Table 1. Examples of palliative interventional radiologic (IR) procedures.
| Symptom or issue | Examples of IR approach |
|---|---|
| Pain | Vertebroplasty Thermal ablation Nerve block/neurolysis |
| Dyspnea | Thoracentesis with or without tunneled catheter Bronchial stent |
| Nausea/vomiting | Venting gastrostomy Paracentesis with or without tunneled catheter Duodenal stent |
| Constipation | Colonic stent |
| Delirium | Percutaneous biliary drainage with or without stent Percutaneous nephrostomy with or without stent |
Palliative Care Perspectives and Skills Pertinent to the IR Specialist
The technical skills of the IR specialist can be instrumental in allowing patients to achieve palliation of a symptom and/or alter the course of a patient's disease. Vertebroplasty and nerve blocks are examples of procedures that provide direct symptom relief. Percutaneous biliary drainage and nephrostomies may reduce symptoms, but they also can change the course of a patient's illness trajectory. Without them, patients may die of organ failure and/or be unable to safely receive treatment for an underlying malignancy. In addition to their procedural expertise, IR specialists must assess whether a patient can tolerate the procedure and understand the expected prognosis. The potential benefits and risks of a particular procedure must be considered into the context of a patient's underlying disease trajectory.
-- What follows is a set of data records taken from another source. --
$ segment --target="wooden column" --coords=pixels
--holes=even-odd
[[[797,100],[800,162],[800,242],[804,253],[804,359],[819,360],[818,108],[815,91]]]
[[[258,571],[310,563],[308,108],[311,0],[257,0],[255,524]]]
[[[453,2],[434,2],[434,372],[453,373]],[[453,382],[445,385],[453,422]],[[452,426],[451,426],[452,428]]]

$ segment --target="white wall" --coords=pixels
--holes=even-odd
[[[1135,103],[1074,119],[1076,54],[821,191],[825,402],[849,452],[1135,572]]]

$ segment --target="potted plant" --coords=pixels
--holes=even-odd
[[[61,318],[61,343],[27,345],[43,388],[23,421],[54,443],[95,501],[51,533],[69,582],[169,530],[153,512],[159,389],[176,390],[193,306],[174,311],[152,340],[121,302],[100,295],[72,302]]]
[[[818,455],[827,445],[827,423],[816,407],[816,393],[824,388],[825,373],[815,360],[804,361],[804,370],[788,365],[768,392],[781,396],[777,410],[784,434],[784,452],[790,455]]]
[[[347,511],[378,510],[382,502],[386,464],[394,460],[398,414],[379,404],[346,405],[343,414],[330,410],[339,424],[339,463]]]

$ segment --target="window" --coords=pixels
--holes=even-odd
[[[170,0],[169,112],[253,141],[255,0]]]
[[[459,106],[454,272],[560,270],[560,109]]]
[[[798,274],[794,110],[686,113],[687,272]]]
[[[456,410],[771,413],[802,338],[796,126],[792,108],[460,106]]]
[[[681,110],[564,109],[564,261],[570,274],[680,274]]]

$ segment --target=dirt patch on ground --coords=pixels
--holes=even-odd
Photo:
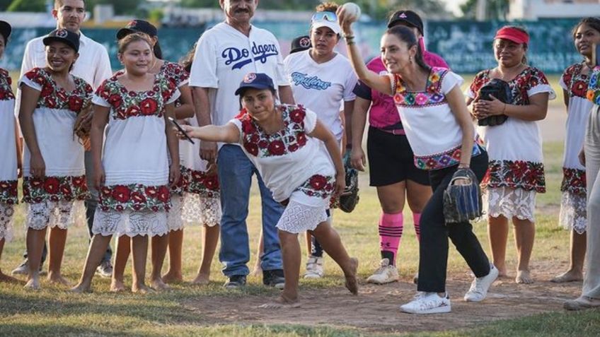
[[[562,311],[562,302],[579,295],[581,282],[555,284],[547,280],[566,267],[550,265],[550,262],[536,264],[533,266],[533,276],[537,281],[529,285],[517,285],[512,279],[500,279],[481,303],[463,300],[472,280],[468,273],[451,275],[447,290],[452,312],[443,314],[400,312],[398,306],[415,295],[415,286],[408,280],[385,285],[362,284],[358,296],[352,296],[341,287],[302,290],[302,306],[289,310],[258,309],[259,305],[271,300],[258,296],[202,297],[183,305],[198,312],[207,324],[328,325],[354,328],[364,333],[448,330],[475,326],[482,321]]]

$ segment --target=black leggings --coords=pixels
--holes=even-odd
[[[457,167],[454,165],[429,172],[433,195],[421,213],[418,291],[446,291],[449,237],[476,277],[490,273],[490,261],[473,232],[473,226],[468,222],[446,224],[444,221],[444,191]],[[471,169],[481,181],[487,169],[487,153],[483,151],[472,158]]]

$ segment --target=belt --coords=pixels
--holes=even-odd
[[[386,130],[385,129],[377,129],[379,131],[382,131],[386,134],[391,134],[393,135],[399,136],[399,135],[405,135],[406,133],[404,131],[404,129],[394,129],[393,130]]]

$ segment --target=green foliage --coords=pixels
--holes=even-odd
[[[4,1],[1,4],[6,2]],[[10,2],[10,1],[8,1]],[[46,0],[14,0],[6,8],[9,12],[45,12]]]
[[[509,0],[487,0],[487,3],[486,20],[506,20],[509,10]],[[467,0],[466,3],[461,5],[461,11],[464,14],[463,18],[475,18],[477,11],[477,0]]]

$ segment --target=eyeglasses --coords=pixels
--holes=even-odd
[[[311,18],[311,22],[314,21],[338,22],[338,16],[333,12],[316,12]]]

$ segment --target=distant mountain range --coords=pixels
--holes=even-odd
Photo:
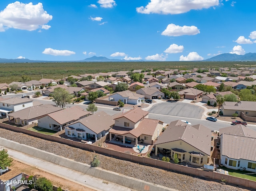
[[[244,55],[225,53],[204,60],[204,61],[255,61],[256,53],[247,53]]]
[[[146,61],[156,61],[155,60],[147,60]],[[220,54],[203,61],[256,61],[256,53],[247,53],[244,55],[225,53]],[[144,62],[143,60],[126,60],[120,59],[109,59],[106,57],[96,56],[82,60],[70,61],[46,61],[32,60],[27,59],[6,59],[0,58],[0,63],[25,63],[35,62]]]

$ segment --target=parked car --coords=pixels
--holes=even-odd
[[[121,111],[122,109],[120,107],[115,107],[113,109],[113,110],[116,110],[117,111]]]
[[[236,121],[233,121],[232,124],[233,125],[238,125],[238,124],[241,124],[244,126],[247,125],[247,123],[246,122],[244,122],[244,121],[238,121],[237,120]]]
[[[183,121],[184,123],[186,123],[187,124],[191,125],[191,123],[190,123],[189,122],[188,122],[187,121],[185,121],[185,120],[180,120],[181,121]]]
[[[206,118],[206,120],[212,121],[217,121],[217,118],[214,117],[208,117]]]

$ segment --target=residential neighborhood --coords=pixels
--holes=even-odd
[[[229,169],[256,172],[255,75],[198,70],[148,69],[1,84],[0,126],[32,136],[30,132],[47,132],[57,142],[98,147],[99,153],[109,150],[121,159],[128,158],[122,158],[125,153],[134,161],[164,163],[159,167],[170,163],[227,175]],[[246,124],[235,124],[236,120]]]

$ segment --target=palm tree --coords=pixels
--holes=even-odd
[[[225,101],[225,99],[223,96],[219,95],[216,96],[217,102],[219,104],[219,109],[218,112],[217,117],[220,116],[220,106],[222,105],[222,104]]]

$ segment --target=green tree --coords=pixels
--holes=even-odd
[[[219,107],[218,107],[218,115],[217,116],[217,117],[218,117],[219,116],[220,116],[220,114],[220,114],[220,106],[222,105],[222,104],[224,102],[224,101],[225,101],[225,99],[224,98],[224,97],[223,97],[222,96],[220,95],[217,96],[216,96],[216,99],[217,102],[219,104]]]
[[[93,101],[98,98],[98,93],[96,92],[91,92],[88,95],[88,100]]]
[[[172,97],[174,99],[180,99],[180,96],[179,93],[176,91],[172,91],[170,92],[170,97]]]
[[[97,94],[98,95],[97,98],[98,97],[103,97],[105,95],[104,93],[101,90],[97,90],[96,91],[96,92],[97,92]]]
[[[193,78],[188,78],[188,79],[187,79],[186,80],[186,83],[188,83],[189,82],[195,82],[195,81],[196,81],[194,80]]]
[[[224,90],[224,84],[223,83],[222,83],[220,86],[220,87],[219,88],[219,91],[220,92],[222,92]]]
[[[174,155],[174,158],[173,159],[173,161],[175,164],[178,164],[179,163],[180,161],[179,160],[179,159],[178,158],[178,154],[175,154]]]
[[[31,77],[23,75],[21,76],[21,79],[20,80],[20,81],[21,82],[26,82],[30,81],[31,79]]]
[[[37,91],[35,93],[34,96],[35,97],[38,97],[39,96],[41,96],[41,95],[42,94],[41,93],[40,91]]]
[[[52,101],[56,104],[57,107],[64,108],[66,106],[71,102],[73,95],[70,95],[68,91],[64,89],[58,87],[55,88],[51,94],[52,97]]]
[[[18,85],[16,84],[13,84],[13,85],[10,86],[9,87],[11,89],[12,91],[16,91],[18,89]]]
[[[127,90],[129,88],[128,85],[125,82],[120,82],[116,86],[116,91],[122,92]]]
[[[45,177],[38,178],[35,182],[35,188],[40,191],[52,191],[52,182]]]
[[[11,165],[12,159],[9,157],[7,151],[4,149],[0,151],[0,168],[4,169]]]
[[[244,89],[240,91],[239,97],[241,101],[256,101],[256,96],[252,94],[249,89]]]
[[[94,114],[94,112],[97,111],[98,107],[93,103],[91,103],[88,105],[88,107],[86,108],[88,111],[90,111],[92,114]]]
[[[226,94],[223,96],[225,101],[232,101],[237,102],[237,97],[233,94]]]

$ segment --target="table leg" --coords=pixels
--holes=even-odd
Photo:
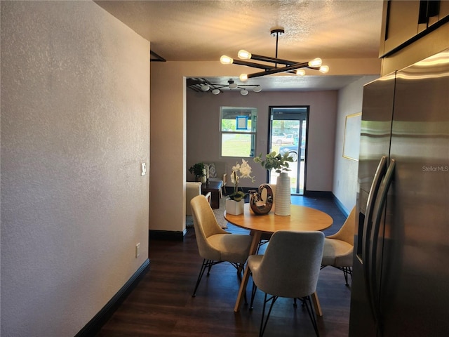
[[[253,242],[251,242],[251,246],[250,247],[250,255],[255,254],[257,250],[257,245],[260,241],[260,232],[251,232],[253,236]],[[237,300],[236,301],[236,306],[234,308],[234,311],[238,312],[240,310],[240,306],[241,305],[241,300],[243,298],[243,294],[246,291],[246,285],[248,281],[250,279],[250,268],[248,266],[248,263],[245,266],[245,272],[243,273],[243,278],[240,284],[240,289],[239,290],[239,295],[237,296]]]
[[[315,307],[315,312],[318,316],[323,316],[323,312],[321,311],[321,306],[320,305],[320,300],[318,298],[318,293],[315,291],[311,294],[311,300],[314,302],[314,307]]]

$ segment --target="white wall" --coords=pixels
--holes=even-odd
[[[256,154],[267,153],[269,106],[309,105],[309,139],[307,143],[307,189],[330,191],[333,179],[333,152],[337,114],[336,91],[306,92],[250,92],[243,96],[239,92],[220,95],[197,93],[187,91],[187,168],[196,162],[225,163],[228,176],[241,158],[221,157],[220,149],[220,107],[254,107],[257,108]],[[246,158],[248,160],[248,159]],[[243,179],[240,185],[255,187],[266,183],[267,171],[249,160],[255,181]],[[189,173],[187,173],[190,176]]]
[[[347,214],[356,204],[358,185],[358,161],[343,157],[343,143],[346,117],[361,112],[363,85],[379,76],[365,76],[338,91],[338,113],[335,124],[335,151],[334,154],[334,195]]]
[[[1,1],[2,336],[74,336],[147,260],[149,60],[93,2]]]

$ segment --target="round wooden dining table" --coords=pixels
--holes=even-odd
[[[253,242],[250,249],[250,255],[256,253],[257,246],[260,242],[262,233],[272,234],[278,230],[300,230],[313,231],[323,230],[330,227],[333,218],[326,213],[311,207],[304,206],[291,205],[290,216],[276,216],[274,208],[268,214],[257,215],[250,210],[249,204],[245,204],[242,214],[234,216],[227,214],[224,211],[224,218],[233,225],[249,230],[253,236]],[[245,267],[243,278],[242,279],[239,291],[239,296],[234,311],[237,312],[240,310],[243,293],[249,279],[250,271],[248,265]],[[315,292],[312,296],[316,314],[322,316],[321,309]]]

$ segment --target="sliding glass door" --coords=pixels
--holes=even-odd
[[[304,194],[306,175],[306,147],[309,107],[270,107],[269,149],[293,158],[288,175],[293,194]],[[269,173],[276,183],[277,173]]]

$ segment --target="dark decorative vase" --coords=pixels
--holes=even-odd
[[[267,190],[267,199],[262,199],[262,191]],[[268,184],[262,184],[259,186],[259,190],[249,191],[250,206],[255,214],[262,216],[268,214],[273,206],[273,190]]]

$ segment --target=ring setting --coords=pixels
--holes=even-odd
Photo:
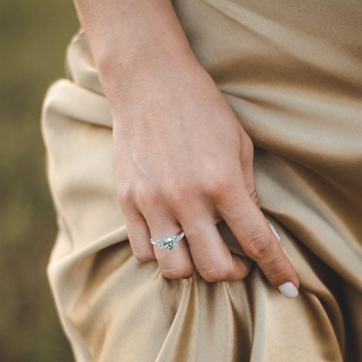
[[[163,250],[171,250],[176,248],[178,242],[184,237],[185,234],[182,231],[180,235],[167,235],[155,241],[151,239],[151,244],[160,248]]]

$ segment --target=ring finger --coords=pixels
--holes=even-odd
[[[166,235],[179,235],[180,224],[166,215],[156,219],[145,216],[153,240],[157,240]],[[153,250],[160,268],[164,276],[169,279],[187,278],[194,271],[194,263],[190,249],[185,237],[180,241],[177,247],[171,250],[163,250],[153,245]]]

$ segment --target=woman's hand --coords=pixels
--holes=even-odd
[[[251,141],[194,58],[171,2],[105,2],[76,4],[112,109],[135,257],[157,260],[168,278],[189,276],[194,264],[208,281],[243,279],[251,262],[230,253],[216,226],[222,219],[273,285],[298,287],[259,207]],[[150,242],[181,230],[188,243],[172,250]]]

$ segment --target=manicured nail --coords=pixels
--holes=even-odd
[[[279,235],[278,231],[277,231],[277,229],[274,227],[274,226],[269,220],[267,220],[266,221],[268,222],[268,224],[269,224],[269,226],[270,226],[270,228],[272,229],[272,231],[273,231],[274,234],[277,237],[278,241],[280,241],[280,235]]]
[[[279,291],[287,298],[295,298],[298,295],[298,290],[291,282],[287,282],[278,287]]]

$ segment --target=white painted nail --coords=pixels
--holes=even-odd
[[[277,231],[277,229],[274,227],[274,226],[269,220],[267,220],[266,221],[268,222],[268,224],[269,224],[269,226],[270,226],[270,228],[272,229],[272,231],[273,231],[273,233],[277,237],[278,241],[280,241],[280,235],[279,235],[278,231]]]
[[[298,290],[291,282],[287,282],[278,287],[279,291],[287,298],[295,298],[298,295]]]

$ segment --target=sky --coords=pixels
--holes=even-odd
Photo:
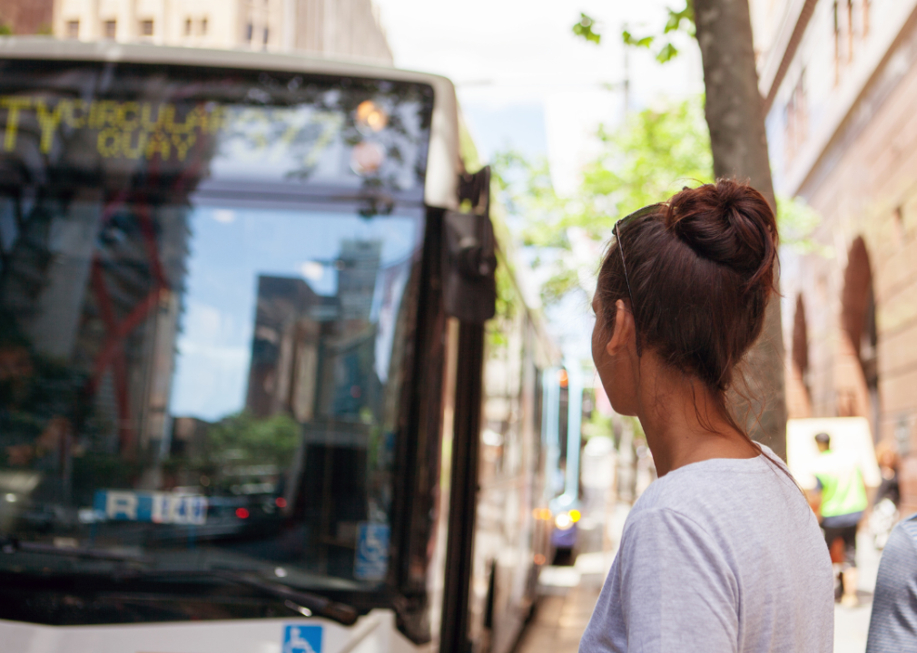
[[[375,0],[399,68],[450,78],[471,136],[489,160],[509,147],[547,156],[557,190],[572,191],[595,152],[600,123],[621,120],[623,26],[640,36],[665,23],[683,0]],[[601,45],[573,35],[585,12]],[[628,55],[632,109],[702,91],[700,54],[661,66],[648,51]]]
[[[684,0],[375,0],[399,68],[445,75],[479,153],[488,162],[513,148],[547,157],[555,189],[576,190],[594,157],[600,124],[624,114],[625,79],[621,30],[661,31],[667,5]],[[576,37],[580,12],[596,19],[595,45]],[[684,36],[682,54],[666,65],[629,49],[631,110],[703,90],[701,57]],[[525,253],[523,253],[525,255]],[[518,263],[518,262],[517,262]],[[519,269],[517,267],[517,269]],[[524,282],[531,299],[532,284]],[[527,287],[527,288],[526,288]],[[547,311],[549,329],[570,358],[591,357],[591,315],[584,297],[569,297]]]

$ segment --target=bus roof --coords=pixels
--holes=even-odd
[[[400,71],[387,66],[318,59],[304,54],[175,48],[114,41],[59,40],[49,37],[0,37],[0,58],[68,61],[125,61],[175,66],[283,71],[429,84],[433,88],[435,100],[424,201],[430,206],[444,209],[458,208],[457,183],[458,175],[462,171],[458,150],[458,106],[455,86],[448,79],[440,75]]]

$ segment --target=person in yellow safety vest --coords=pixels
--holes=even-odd
[[[855,457],[831,449],[831,436],[819,433],[815,443],[821,452],[815,463],[818,492],[812,509],[819,516],[828,550],[834,541],[844,543],[841,604],[855,606],[856,597],[856,526],[868,505],[863,474]],[[833,556],[834,558],[834,556]]]

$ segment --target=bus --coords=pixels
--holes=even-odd
[[[550,555],[558,359],[527,310],[485,327],[509,270],[452,84],[0,52],[4,648],[508,650]],[[493,435],[518,518],[492,537]]]

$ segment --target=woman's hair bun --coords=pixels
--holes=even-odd
[[[668,201],[666,226],[699,256],[738,273],[746,290],[773,286],[777,221],[747,183],[717,180],[685,188]]]

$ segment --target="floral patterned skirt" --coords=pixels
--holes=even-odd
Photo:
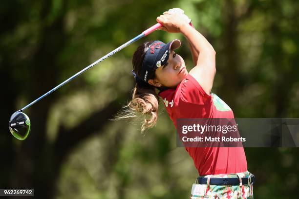
[[[248,171],[232,174],[201,176],[204,178],[246,178],[251,174]],[[191,199],[253,199],[253,185],[248,184],[236,185],[215,185],[193,184]]]

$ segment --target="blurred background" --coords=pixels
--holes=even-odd
[[[185,11],[217,52],[213,92],[236,118],[299,118],[297,0],[10,0],[0,6],[0,188],[33,188],[37,198],[187,199],[197,172],[163,103],[156,127],[109,120],[130,100],[131,57],[155,31],[25,112],[32,129],[15,139],[15,111],[155,24]],[[298,197],[298,148],[246,148],[256,199]]]

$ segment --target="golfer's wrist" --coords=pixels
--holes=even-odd
[[[186,31],[190,28],[192,28],[192,27],[187,23],[182,23],[179,26],[179,30],[181,33],[185,35]]]

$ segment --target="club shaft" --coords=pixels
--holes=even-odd
[[[109,57],[110,57],[110,56],[113,55],[115,53],[116,53],[117,52],[120,51],[122,49],[123,49],[123,48],[125,48],[126,47],[128,46],[128,45],[130,45],[132,43],[133,43],[134,42],[137,41],[137,40],[138,40],[140,38],[143,38],[143,37],[144,37],[149,35],[150,33],[154,31],[157,28],[159,28],[161,27],[162,26],[162,25],[160,23],[158,23],[153,25],[152,26],[151,26],[150,28],[149,28],[149,29],[146,30],[145,31],[143,31],[142,32],[142,33],[141,33],[140,35],[138,35],[137,36],[135,37],[135,38],[134,38],[133,39],[131,39],[129,41],[127,41],[126,43],[123,44],[123,45],[122,45],[121,46],[119,46],[117,48],[116,48],[113,51],[110,52],[110,53],[108,53],[107,55],[105,55],[105,56],[103,57],[102,58],[101,58],[99,59],[99,60],[97,60],[96,61],[94,62],[93,63],[92,63],[92,64],[91,64],[89,66],[87,66],[86,68],[84,68],[82,70],[78,72],[78,73],[77,73],[76,74],[75,74],[75,75],[74,75],[73,76],[72,76],[72,77],[71,77],[70,78],[69,78],[67,80],[65,80],[63,82],[61,83],[60,84],[56,86],[55,87],[53,88],[53,89],[52,89],[50,91],[48,91],[47,93],[45,93],[44,94],[43,94],[42,96],[40,97],[39,98],[38,98],[37,99],[35,100],[34,101],[32,101],[31,103],[28,104],[26,106],[25,106],[24,107],[22,108],[20,110],[20,111],[21,112],[21,111],[23,111],[24,110],[25,110],[25,109],[30,107],[32,105],[34,104],[35,103],[36,103],[36,102],[37,102],[38,101],[39,101],[39,100],[42,100],[42,99],[44,98],[45,97],[50,95],[51,93],[53,93],[54,91],[55,91],[55,90],[57,90],[58,89],[59,89],[59,88],[60,88],[61,87],[62,87],[62,86],[63,86],[64,85],[66,84],[66,83],[71,81],[72,80],[73,80],[75,78],[77,78],[79,75],[81,75],[82,73],[84,73],[85,71],[86,71],[87,70],[92,68],[93,66],[94,66],[95,65],[96,65],[98,63],[100,63],[101,61],[103,61],[103,60],[105,60],[107,58],[108,58]]]

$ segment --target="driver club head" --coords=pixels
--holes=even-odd
[[[10,133],[20,140],[25,139],[29,136],[31,123],[29,117],[24,113],[18,111],[15,112],[9,119]]]

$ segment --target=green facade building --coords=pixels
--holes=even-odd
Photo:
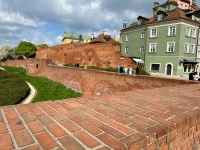
[[[122,54],[144,63],[151,74],[188,76],[199,55],[200,10],[194,8],[181,9],[175,1],[154,3],[153,17],[139,16],[129,27],[123,23]]]

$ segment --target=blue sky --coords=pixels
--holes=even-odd
[[[167,0],[157,0],[164,4]],[[154,0],[0,0],[0,46],[62,43],[64,31],[119,37],[123,21],[152,16]],[[200,0],[197,0],[200,6]]]

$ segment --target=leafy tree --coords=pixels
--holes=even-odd
[[[36,46],[31,42],[21,41],[14,49],[15,55],[24,55],[25,57],[35,57]]]
[[[0,60],[5,61],[13,58],[13,47],[9,44],[3,44],[0,47]]]
[[[47,44],[39,44],[37,47],[40,48],[48,48],[49,46]]]

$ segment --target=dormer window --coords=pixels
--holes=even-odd
[[[160,21],[160,20],[162,20],[162,14],[157,16],[157,21]]]
[[[139,19],[138,20],[138,25],[141,25],[142,24],[142,19]]]

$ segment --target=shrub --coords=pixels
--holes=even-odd
[[[18,104],[29,92],[25,81],[17,75],[0,70],[0,106]]]

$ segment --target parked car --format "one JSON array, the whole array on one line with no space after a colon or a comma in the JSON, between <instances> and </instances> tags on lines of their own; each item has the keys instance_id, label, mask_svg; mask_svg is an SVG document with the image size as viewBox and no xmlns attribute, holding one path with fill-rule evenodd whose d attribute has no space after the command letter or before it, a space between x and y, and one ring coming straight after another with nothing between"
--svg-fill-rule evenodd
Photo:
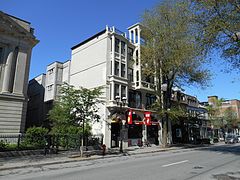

In helping guide patient's choices about undergoing a procedure, it is important that the IR specialist ascertain the patient's individual preference and priorities and determine if the procedure is likely to help them live better, based on their personal perspective. By simply asking patients “What matters to you most?” IR specialists can learn valuable information that can help guide recommendations regarding whether or not to pursue a procedure. An IR specialist practicing good palliative care will recognize not only when and how a procedure might help, but also when the same procedure should not be offered because it is either unlikely to yield benefit and/or it is not consistent with a given patient's stated values and goals.
Conclusion
Procedures done by IR specialists have enormous potential to alleviate symptoms and enhance function and quality of life for patients with serious illness, such as advanced malignancy. The presence of IR specialists at the bedside of inpatients, tumor boards, and multidisciplinary clinics may enhance the opportunities for IR to collaborate effectively with primary and palliative care teams and heighten the palliative care skills of IR clinicians. IR specialists should be recognized as a critical partner in providing palliative care to patients.